Anthropic’s public documentation on this is unusually direct. Their stated goal is explicitly not to impose their own values on the world, and their internal guidelines identify “value lock-in” by name as an outcome to be avoided, including lock-in of Anthropic’s own values. The document states that even a world “locked in” to Anthropic’s current ethical positions would represent a catastrophic failure mode. That level of institutional self-awareness about the risk of one’s own influence is rare enough to be worth noting.
The proposed technical solutions, corrigibility, value learning, and approval-directed agents that update their objectives based on human feedback, all share a common dependency: they require the humans providing feedback to be representative of the full range of people who will be affected by the system, across time, not just the users and labelers present during training. That requirement is currently unsatisfied by every major training pipeline in existence.

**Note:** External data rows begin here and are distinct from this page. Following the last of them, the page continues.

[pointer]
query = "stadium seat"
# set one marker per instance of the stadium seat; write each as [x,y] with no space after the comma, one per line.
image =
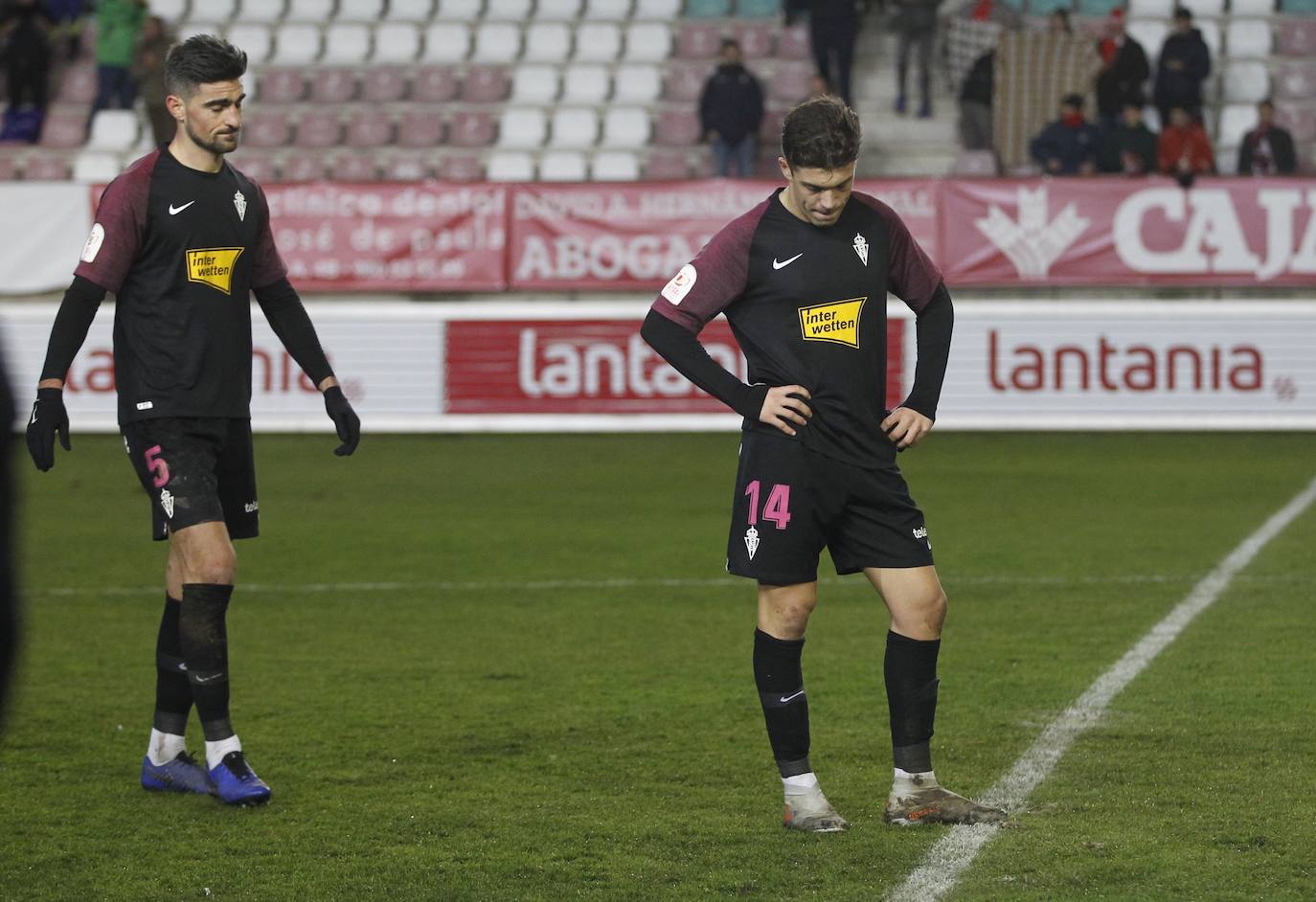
[647,42]
[615,166]
[253,11]
[395,44]
[383,84]
[359,11]
[420,127]
[556,11]
[697,41]
[435,84]
[574,126]
[446,42]
[534,84]
[637,84]
[625,127]
[281,85]
[507,11]
[511,166]
[257,41]
[676,127]
[1249,37]
[369,127]
[584,83]
[523,126]
[308,11]
[113,130]
[296,44]
[410,11]
[607,11]
[460,169]
[1246,81]
[598,42]
[486,84]
[562,166]
[548,42]
[333,85]
[686,83]
[471,129]
[665,165]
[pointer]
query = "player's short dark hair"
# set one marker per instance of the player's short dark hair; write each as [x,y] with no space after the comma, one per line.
[822,134]
[201,59]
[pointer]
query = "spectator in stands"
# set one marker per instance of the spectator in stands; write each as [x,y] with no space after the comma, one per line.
[148,78]
[1185,150]
[833,25]
[117,25]
[1267,148]
[975,98]
[1129,147]
[1183,66]
[1124,69]
[1070,145]
[731,109]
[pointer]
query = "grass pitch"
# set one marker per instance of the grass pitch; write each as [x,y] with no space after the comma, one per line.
[510,668]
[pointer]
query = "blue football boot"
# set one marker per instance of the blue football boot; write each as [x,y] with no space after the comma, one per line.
[182,775]
[236,782]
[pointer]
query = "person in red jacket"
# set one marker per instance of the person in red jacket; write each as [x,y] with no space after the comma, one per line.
[1185,148]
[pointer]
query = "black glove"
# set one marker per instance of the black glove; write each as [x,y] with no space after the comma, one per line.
[345,419]
[48,417]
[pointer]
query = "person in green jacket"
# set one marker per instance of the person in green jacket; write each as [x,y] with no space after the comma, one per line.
[119,23]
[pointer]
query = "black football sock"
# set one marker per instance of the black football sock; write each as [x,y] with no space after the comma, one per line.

The deeper problem is that you cannot get consent from the people whose values will be shaped by a system before that system has shaped them. Future generations cannot opt into or out of the moral infrastructure being built now. That is not a solvable alignment problem. It is a political and philosophical problem that technical alignment research cannot fully address on its own.
What This Means For You
- Treat AI system adoption decisions as constitutional decisions, not procurement decisions: the values embedded in systems your organization adopts today will be structurally difficult to revise in five years, and that lock-in cost belongs in the evaluation criteria now.
- Follow the corrigibility research coming out of Anthropic and DeepMind if you want to understand what the technical frontier on this problem actually looks like, because the gap between what researchers are working on and what product announcements describe is wider here than anywhere else in AI.
- Apply historical moral humility to current AI ethics consensus: the positions that feel most obviously correct to the most sophisticated people in 2025 are statistically the ones future generations will look back on with the most discomfort, and embedding them in irreversible infrastructure is the highest-stakes version of that error.
- Read Anthropic’s core views documentation directly, because it is one of the only primary sources from a major lab that explicitly names value lock-in, including its own, as an existential risk category worth the same weight as misaligned superintelligence.